Fearless under the high ball and in contact, Morgan knows he threw himself into trouble at times – but would not have it any other way.
He explained: "I could probably say my body wasn't built for rugby, and sometimes the way I played the game wasn't the most sensible, but that's me, that's how I am, that's how I've always been.
"And I wouldn't change a thing. In whatever you do you've got to have that competitive edge, whether in training or in matches.
"I'm ridiculously competitive, and you've got to be to be successful.
"Hopefully I can take that forward and channel it into what I do next.
"It's been a gradual thing, the infection really did hit home thinking, 'actually it's not just about rugby, it's about health, after rugby, being able to walk'.
"That was my primary goal.
"When you get through your rehab and you work hard, and you start to jog and do some strength exercises you then think you're not a million miles away.
"There were so many ups and downs, and when I was still getting discomfort, going to see Andy Williams, that was the time I realised.
"Him saying 'in my opinion I don't feel you can continue to play professional rugby', that's where it hit home.
"It's been gradual, but there's still a clear point where you think you can't cope any more.
"Every operation you go into you're told there is a risk of infection.
"I was three-quarters of the way through my rehab, and then to start from scratch, that was probably the toughest part.
"It was basically having the operation done again, exact details aside.
"Mentally that was extremely tough. Those closest to me know how hard it's been.
"And that's where you realise it's agonisingly difficult to take to retire, but I feel I've come out of it a better person, so you've got to take the positives out of it."
Relieved to have made a final decision on his future and to be able to move forward, Morgan still lamented the fact he will never again experience that Kingsholm atmosphere from centre-field.

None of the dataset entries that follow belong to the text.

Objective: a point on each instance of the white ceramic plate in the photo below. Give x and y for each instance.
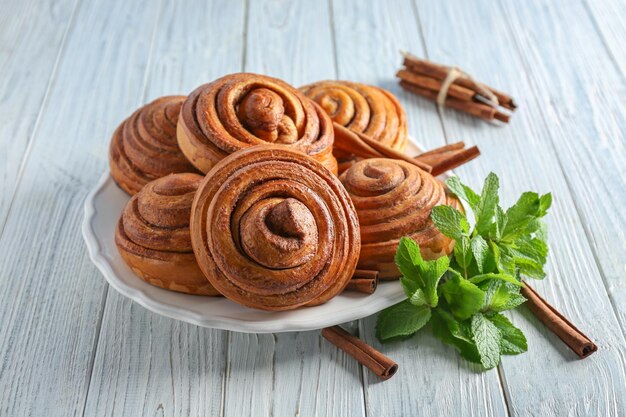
(102, 210)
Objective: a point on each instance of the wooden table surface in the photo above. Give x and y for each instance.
(71, 70)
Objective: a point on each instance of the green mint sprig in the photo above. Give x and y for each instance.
(463, 296)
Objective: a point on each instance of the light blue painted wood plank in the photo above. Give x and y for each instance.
(146, 364)
(26, 66)
(586, 112)
(432, 380)
(290, 373)
(610, 20)
(547, 380)
(51, 296)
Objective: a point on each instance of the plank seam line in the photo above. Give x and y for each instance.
(605, 43)
(359, 329)
(103, 308)
(92, 360)
(577, 208)
(445, 134)
(244, 50)
(44, 101)
(333, 36)
(423, 42)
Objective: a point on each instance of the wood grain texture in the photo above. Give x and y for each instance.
(547, 380)
(70, 346)
(27, 66)
(609, 18)
(291, 373)
(431, 380)
(147, 364)
(51, 296)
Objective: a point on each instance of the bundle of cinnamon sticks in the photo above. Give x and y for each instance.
(461, 92)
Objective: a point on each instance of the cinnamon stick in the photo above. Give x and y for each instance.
(443, 149)
(440, 72)
(560, 326)
(366, 355)
(453, 160)
(364, 281)
(365, 147)
(479, 110)
(429, 83)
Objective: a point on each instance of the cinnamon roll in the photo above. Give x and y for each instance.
(242, 110)
(366, 109)
(274, 229)
(393, 199)
(153, 235)
(144, 146)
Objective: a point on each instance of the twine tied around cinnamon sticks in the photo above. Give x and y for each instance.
(452, 87)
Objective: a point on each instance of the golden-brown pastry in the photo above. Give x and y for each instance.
(144, 146)
(153, 235)
(393, 199)
(366, 109)
(274, 229)
(238, 111)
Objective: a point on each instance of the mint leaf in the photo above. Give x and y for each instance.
(487, 338)
(463, 252)
(450, 221)
(419, 277)
(504, 259)
(545, 201)
(463, 191)
(452, 332)
(513, 341)
(514, 300)
(500, 222)
(401, 320)
(500, 296)
(413, 291)
(463, 297)
(520, 215)
(485, 210)
(407, 256)
(476, 279)
(496, 296)
(480, 249)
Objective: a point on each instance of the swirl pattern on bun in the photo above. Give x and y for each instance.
(242, 110)
(274, 229)
(394, 199)
(154, 239)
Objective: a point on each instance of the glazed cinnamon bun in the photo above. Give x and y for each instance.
(366, 109)
(153, 235)
(393, 199)
(274, 229)
(238, 111)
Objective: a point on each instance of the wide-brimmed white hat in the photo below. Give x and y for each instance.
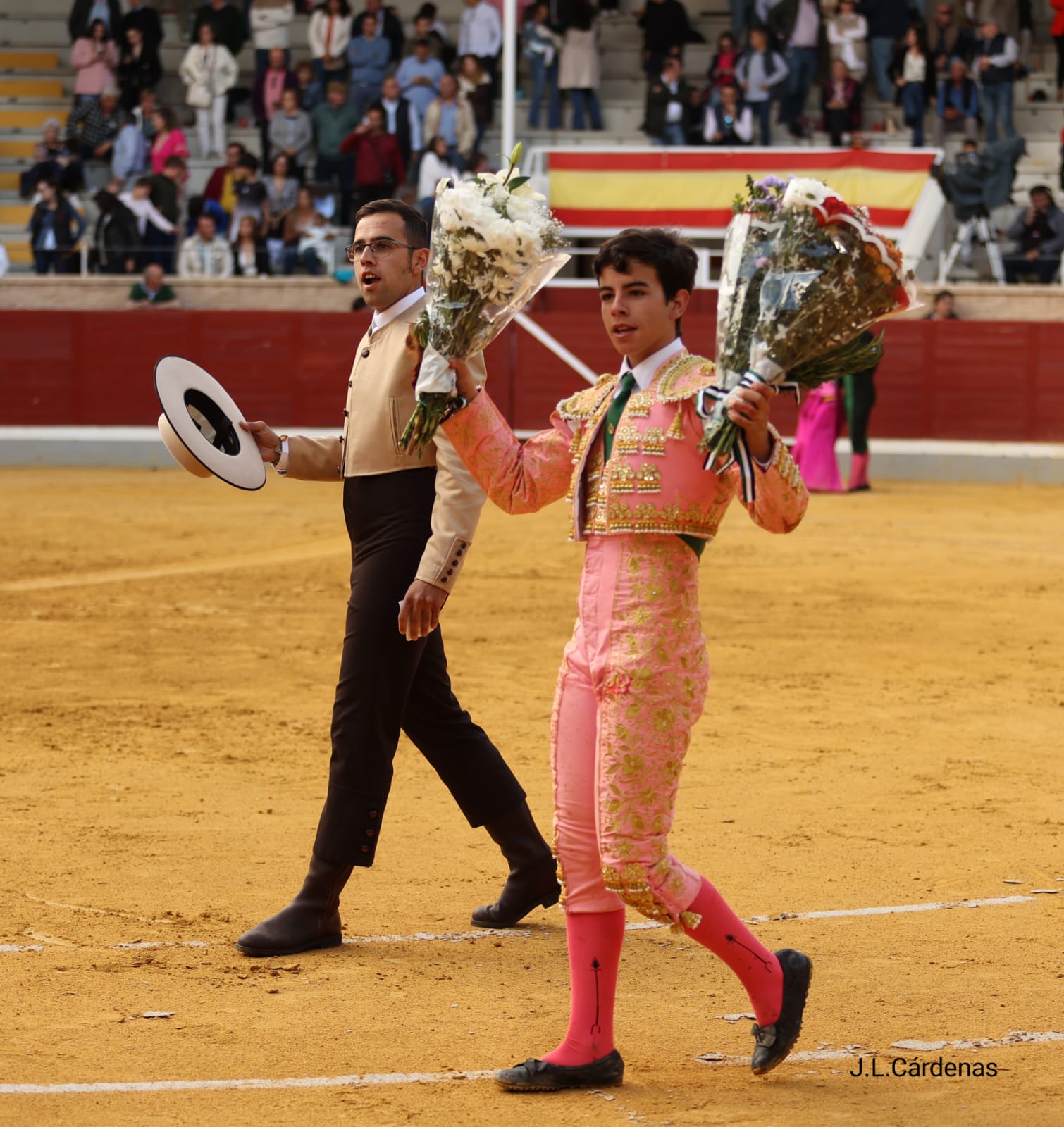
(199, 426)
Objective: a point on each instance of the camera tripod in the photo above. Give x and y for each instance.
(977, 227)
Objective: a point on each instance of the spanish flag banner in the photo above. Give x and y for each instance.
(695, 189)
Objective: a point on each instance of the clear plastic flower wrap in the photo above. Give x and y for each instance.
(494, 246)
(804, 275)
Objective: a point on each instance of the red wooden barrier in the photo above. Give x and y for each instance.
(985, 380)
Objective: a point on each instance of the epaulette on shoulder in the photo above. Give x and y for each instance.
(585, 404)
(684, 378)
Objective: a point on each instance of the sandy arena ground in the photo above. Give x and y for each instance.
(884, 728)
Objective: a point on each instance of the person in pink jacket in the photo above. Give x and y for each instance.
(95, 58)
(626, 456)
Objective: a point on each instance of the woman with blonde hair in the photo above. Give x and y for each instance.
(209, 73)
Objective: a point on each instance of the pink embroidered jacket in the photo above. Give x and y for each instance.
(654, 482)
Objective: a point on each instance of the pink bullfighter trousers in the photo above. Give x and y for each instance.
(633, 683)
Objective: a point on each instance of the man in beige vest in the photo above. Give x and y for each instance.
(411, 522)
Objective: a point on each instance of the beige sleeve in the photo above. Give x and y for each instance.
(457, 511)
(315, 459)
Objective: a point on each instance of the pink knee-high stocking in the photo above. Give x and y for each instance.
(729, 939)
(594, 941)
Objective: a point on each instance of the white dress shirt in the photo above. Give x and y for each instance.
(481, 32)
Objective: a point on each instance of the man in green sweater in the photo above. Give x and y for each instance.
(333, 121)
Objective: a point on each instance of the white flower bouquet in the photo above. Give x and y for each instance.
(494, 246)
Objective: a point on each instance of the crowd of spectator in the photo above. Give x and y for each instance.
(387, 108)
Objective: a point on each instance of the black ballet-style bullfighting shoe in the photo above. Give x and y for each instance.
(543, 1076)
(776, 1042)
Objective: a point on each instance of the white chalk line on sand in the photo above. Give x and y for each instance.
(290, 554)
(462, 937)
(370, 1080)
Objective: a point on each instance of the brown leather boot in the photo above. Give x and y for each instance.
(532, 882)
(312, 920)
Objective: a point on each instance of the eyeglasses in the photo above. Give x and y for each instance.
(379, 248)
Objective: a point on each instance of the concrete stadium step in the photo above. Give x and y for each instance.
(32, 88)
(27, 60)
(15, 214)
(17, 148)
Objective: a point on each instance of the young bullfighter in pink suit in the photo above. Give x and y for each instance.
(633, 678)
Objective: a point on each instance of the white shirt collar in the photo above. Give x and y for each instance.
(387, 316)
(646, 370)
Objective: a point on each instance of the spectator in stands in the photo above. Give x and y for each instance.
(142, 114)
(311, 93)
(729, 123)
(434, 167)
(209, 73)
(667, 106)
(958, 105)
(452, 118)
(152, 292)
(130, 154)
(300, 239)
(139, 67)
(222, 185)
(144, 20)
(52, 161)
(428, 27)
(369, 54)
(948, 39)
(56, 229)
(475, 84)
(271, 22)
(943, 308)
(722, 67)
(915, 76)
(996, 67)
(798, 25)
(1039, 236)
(841, 101)
(291, 135)
(95, 59)
(166, 194)
(266, 93)
(400, 120)
(419, 77)
(250, 256)
(481, 34)
(116, 242)
(169, 141)
(230, 30)
(579, 70)
(848, 39)
(199, 206)
(85, 13)
(205, 255)
(665, 31)
(282, 191)
(541, 49)
(144, 212)
(887, 23)
(760, 71)
(379, 168)
(387, 26)
(333, 121)
(252, 195)
(96, 125)
(328, 37)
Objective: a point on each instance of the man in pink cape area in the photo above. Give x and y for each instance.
(633, 678)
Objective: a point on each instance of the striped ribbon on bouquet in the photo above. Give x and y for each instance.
(740, 451)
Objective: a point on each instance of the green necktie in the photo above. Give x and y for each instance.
(617, 409)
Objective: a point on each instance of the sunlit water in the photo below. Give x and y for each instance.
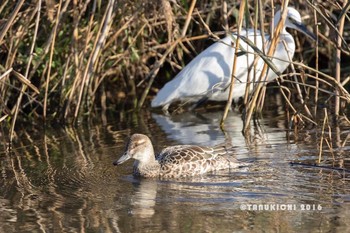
(63, 180)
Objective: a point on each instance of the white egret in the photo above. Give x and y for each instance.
(208, 75)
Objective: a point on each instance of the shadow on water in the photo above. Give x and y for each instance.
(63, 180)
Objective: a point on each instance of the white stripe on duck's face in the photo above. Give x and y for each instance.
(139, 147)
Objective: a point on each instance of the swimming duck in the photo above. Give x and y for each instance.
(175, 161)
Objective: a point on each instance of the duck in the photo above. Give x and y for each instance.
(175, 161)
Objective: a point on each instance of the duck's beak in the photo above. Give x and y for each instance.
(122, 159)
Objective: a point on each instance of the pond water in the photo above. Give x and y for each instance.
(63, 180)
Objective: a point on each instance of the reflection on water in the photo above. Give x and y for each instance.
(62, 180)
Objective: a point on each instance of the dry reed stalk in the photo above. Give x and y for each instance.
(300, 95)
(171, 48)
(79, 57)
(325, 121)
(100, 39)
(237, 45)
(25, 78)
(251, 105)
(316, 62)
(52, 47)
(337, 62)
(10, 20)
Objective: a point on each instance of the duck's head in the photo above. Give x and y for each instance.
(293, 20)
(139, 147)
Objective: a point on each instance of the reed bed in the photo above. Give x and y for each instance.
(65, 60)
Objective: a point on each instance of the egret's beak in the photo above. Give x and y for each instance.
(302, 28)
(122, 159)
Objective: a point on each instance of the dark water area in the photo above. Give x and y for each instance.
(63, 180)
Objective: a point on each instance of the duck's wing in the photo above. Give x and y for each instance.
(190, 153)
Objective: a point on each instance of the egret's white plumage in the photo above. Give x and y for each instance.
(209, 74)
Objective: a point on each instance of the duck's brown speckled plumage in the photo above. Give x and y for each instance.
(175, 161)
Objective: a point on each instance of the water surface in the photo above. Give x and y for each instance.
(62, 180)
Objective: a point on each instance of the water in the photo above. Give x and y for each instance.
(63, 180)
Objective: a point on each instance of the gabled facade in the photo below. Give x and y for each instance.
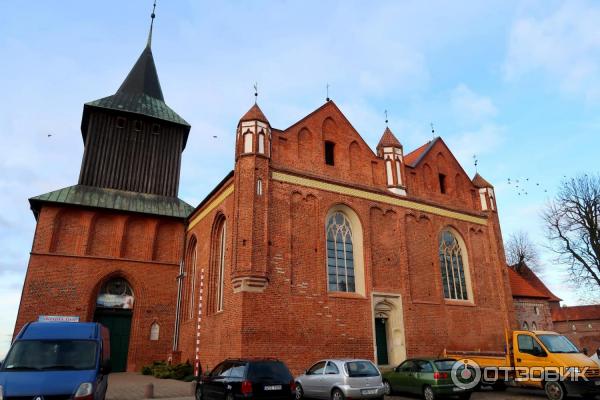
(315, 246)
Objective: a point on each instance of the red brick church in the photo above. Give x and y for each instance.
(313, 246)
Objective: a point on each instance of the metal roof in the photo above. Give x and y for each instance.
(88, 196)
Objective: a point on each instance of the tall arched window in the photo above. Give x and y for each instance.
(455, 278)
(340, 253)
(221, 261)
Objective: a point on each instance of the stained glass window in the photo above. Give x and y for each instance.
(340, 254)
(452, 268)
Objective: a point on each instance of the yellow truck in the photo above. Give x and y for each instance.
(539, 359)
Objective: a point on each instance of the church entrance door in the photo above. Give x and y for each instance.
(114, 309)
(118, 323)
(381, 340)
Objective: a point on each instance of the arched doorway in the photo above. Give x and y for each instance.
(114, 309)
(388, 329)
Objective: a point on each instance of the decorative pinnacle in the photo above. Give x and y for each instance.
(152, 16)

He continued: "Gloucester is such a passionate, traditional club that you sometimes can't escape rugby.
"So you want to have an answer to the questions, you want to say everything's alright, but actually now the fact I've had that closure and can't continue, and retirement is here, it's easier. I can speak openly now, and it's no longer something I want to put off, because it's all resolved.
"I'm immensely proud of how hard I've worked to try to get back.
"I'm coming to terms with it, but it's still hard, I run the water at the weekends, being part of that atmosphere, in front of that amazing crowd, it's still hard to realise you'll never do that again.
"Even though I have known for a little while this day would come, you still think to yourself 'what next', and it is daunting. Every player has to make that decision at some point; mine has just come sooner than some others.
"Rugby is getting way more brutal, retirements are being announced more and more frequently. It was inevitable, but ultimately I've got to look forward to what comes next and focus on the fut- ure.
"When I came back from seeing Bill, he had pictured out how many weaknesses there were.
"I had got a great amount of work done, but there was still a lot to improve.
"And that was all in a controlled environment, and when you go out of control, in matches, that's when your knee has to react to things you're not used to.
"I know that's something I wouldn't have been able to do, and the week on week intensity of games and training, there's just no way it would have worked.
"While this has been gutting, this is a new start and I'm really looking forward to the next chapter."